L'œuvre de Rabbi Eliyah avait fait une profonde impression sur François 1er, érudit et humaniste. Quand de Selve envoya à ce dernier plusieurs lettres où il laissait libre cours à son enthousiasme au sujet du rabbin, son maître, le roi de France, offrit à celui-ci la chaire d'hébreu à l'Université de Paris, l'une des plus célèbres à l'époque. Rabbi Eliyah déclina l'offre. Les Israélites n'avaient pas été autorisés à rentrer en France depuis leur expulsion en 1394 et le grand érudit ne voulait pas être le seul Juif à vivre dans ce pays. D'autres invitations à enseigner l'hébreu dans diverses universités chrétiennes, invitations fort alléchantes, n'eurent pas plus de résultats.
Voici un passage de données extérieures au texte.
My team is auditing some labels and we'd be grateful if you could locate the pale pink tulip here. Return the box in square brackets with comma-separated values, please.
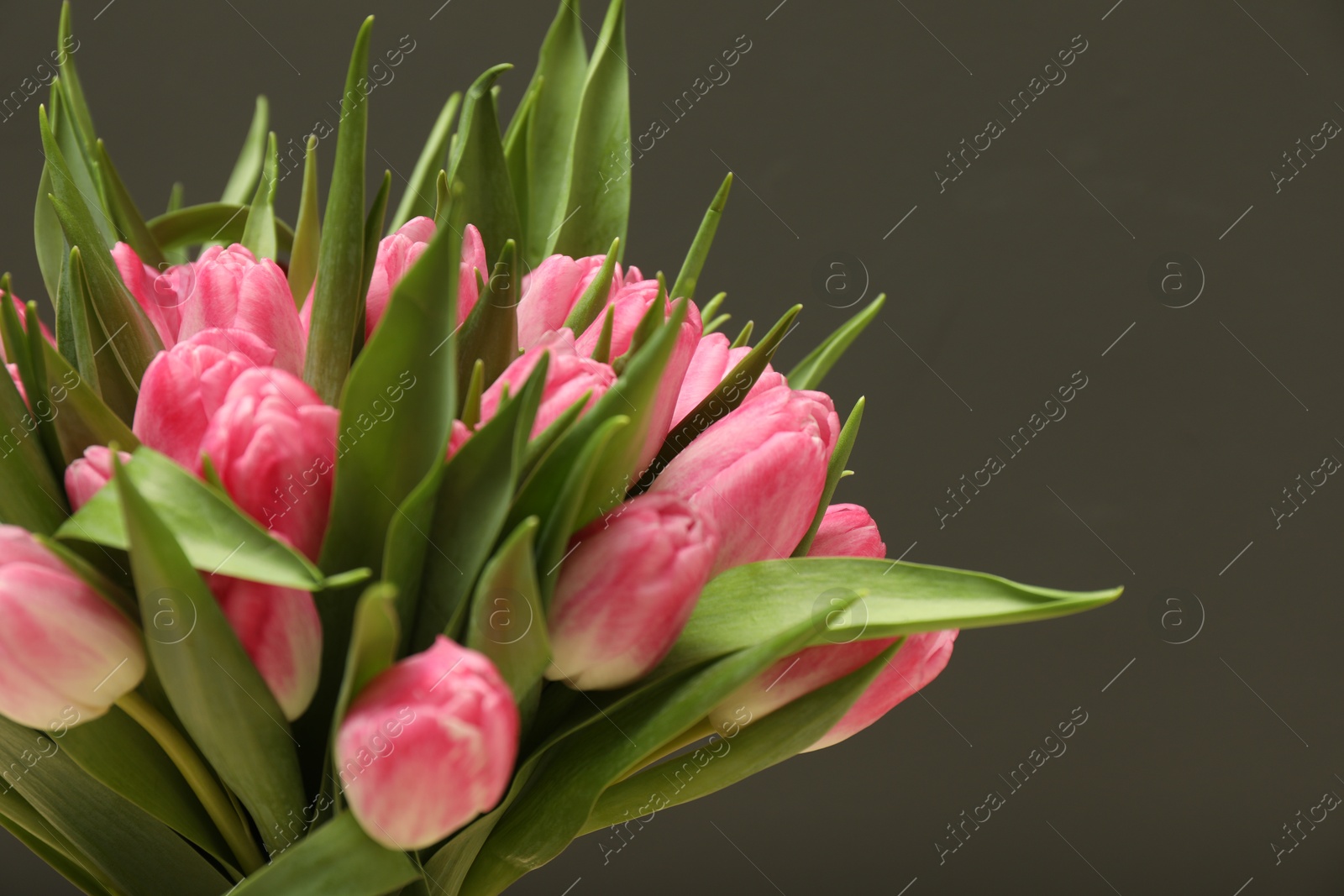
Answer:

À l'âge de soixante-dix ans, Rabbi Eliyah Levita reçoit une proposition d'un de ses disciples, Paul Fagius, pour collaborer avec lui à l'imprimerie hébraïque qu'il avait ouverte à Isny, petite ville du Wurttenberg, en Allemagne. À Isny, il travaille avec Fagius à la publication de nombreux ouvrages hébraïques écrits par lui, tels que « Tichbi », un dictionnaire de 712 mots talmudiques et midrachiques, et « Metourgueman », un dictionnaire complet des mots contenus dans les différents Targoum araméens. Il fait une traduction en Yiddish du 'Houmach, de cinq Méguiloth et des Haftaroth. À peu près à la même époque paraît également son « Bovo Buch », une adaptation d'un livre d'aventures populaire intitulé « Mr Bevis de Hamton ». L'on croit que Levita l'écrivit pour se distraire ; et comme il était rédigé en dialecte allemand-yiddish, son succès fut grand parmi les femmes juives. Il écrit aussi son « Massoreth Hamassoreth », un ouvrage divisé en trois parties traitant de la langue hébraïque et de son histoire. Ce livre suscita une vive controverse parmi les érudits juifs et non-juifs.
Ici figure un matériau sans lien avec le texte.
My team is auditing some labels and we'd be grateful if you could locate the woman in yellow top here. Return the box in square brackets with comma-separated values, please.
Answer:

À Isny, Rabbi Eliyah fit la connaissance de plusieurs chrétiens distingués, tels que Johann Reuchlin, grand ami et défenseur des Juifs et son disciple Sebastien Muenster. Ce dernier traduisit en latin un grand nombre des œuvres de Levita.

Fagius ferme son imprimerie à Isny lorsqu'il est appelé à occuper la chaire d'hébreu à l'Université de Strasbourg. Plus tard il se rend à Constance où Rabbi Eliyah l'accompagne pour peu de temps.
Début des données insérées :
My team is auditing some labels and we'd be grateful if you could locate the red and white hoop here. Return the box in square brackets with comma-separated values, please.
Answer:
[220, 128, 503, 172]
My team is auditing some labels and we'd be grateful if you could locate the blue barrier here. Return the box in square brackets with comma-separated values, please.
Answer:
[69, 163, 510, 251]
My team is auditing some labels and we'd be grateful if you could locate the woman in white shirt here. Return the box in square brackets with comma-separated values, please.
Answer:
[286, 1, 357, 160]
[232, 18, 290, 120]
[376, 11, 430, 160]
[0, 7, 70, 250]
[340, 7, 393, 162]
En 1542, ce dernier rejoint sa famille à Venise. Il y écrit plusieurs nouveaux traités et un commentaire sur le « Michkal » du RaDaK, intitulé « Nimoukime » avant de mourir dans cette ville en 1549.

La contribution de Rabbi Eliyah à la connaissance de la langue et de la littérature hébraïque est très importante. Mais le commerce qu'il entretint avec les érudits non-juifs ne fut pas seulement un bien. Il a été sévèrement critiqué pour l'enseignement imparti à des non-juifs, leur donnant ainsi la possibilité de passer pour experts dans la Bible et le Talmud. L'hostilité à l'égard des Juifs et du Talmud était grande à cette époque et de cruelles attaques furent déclenchées par des hommes comme Pfefferkorn et d'autres dans le but d'interdire tous les livres hébraïques. L'acquisition de la connaissance de notre langue par de tels hommes ne pouvait être utilisée que pour donner un semblant de vérités à leurs fausses accusations.

En revanche il y eut parmi les amis et les disciples de Levita certains qui défendirent ardemment la cause juive et qui purent le faire avec autorité grâce à Rabbi Eliyah.